The latest discovery of fentanyl is one of many that have occurred in 2015. So far this year, Calgary police have made 34 fentanyl seizures compared with 12 in all of 2014, Schiavetta said.
“Fentanyl is out there and it is deadly,” he said.
A recent report from the Canadian Centre on Substance Abuse said as many as 655 Canadians may have died between 2009 and 2014 from fentanyl overdoses. Health Canada’s drug analysis labs have also been detecting fentanyl more and more often in street drugs being sent for testing by law enforcement agencies.

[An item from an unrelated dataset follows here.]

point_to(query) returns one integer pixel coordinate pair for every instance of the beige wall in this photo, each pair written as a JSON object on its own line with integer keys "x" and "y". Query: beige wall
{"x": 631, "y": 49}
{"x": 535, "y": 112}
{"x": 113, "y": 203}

“Certainly the police will not be able to arrest their way out of this problem,” Schiavetta said. “It is a health problem. It is a law enforcement problem.
“It’s a problem for all of society.”
The police sergeant said the main message is that “there is no such thing as a safe street drug.
“In Calgary alone, we have seen fentanyl mixed with heroin, caffeine, xylazine and I am sure once we get more results back from Health Canada we will see other illegal commodities — deadly substances —mixed with fentanyl.”
“Fentanyl is hiding in drugs Albertans are using,” medical health officer Dr. Nicholas Etches said.
The campaign by Alberta Health Services targets recreational users and some aboriginal communities linked to fentanyl. The health agency has been delivering kits of naloxone, a drug that can reverse a fentanyl overdose if it’s administered right away.
It is believed powdered fentanyl is being imported from China through online sales.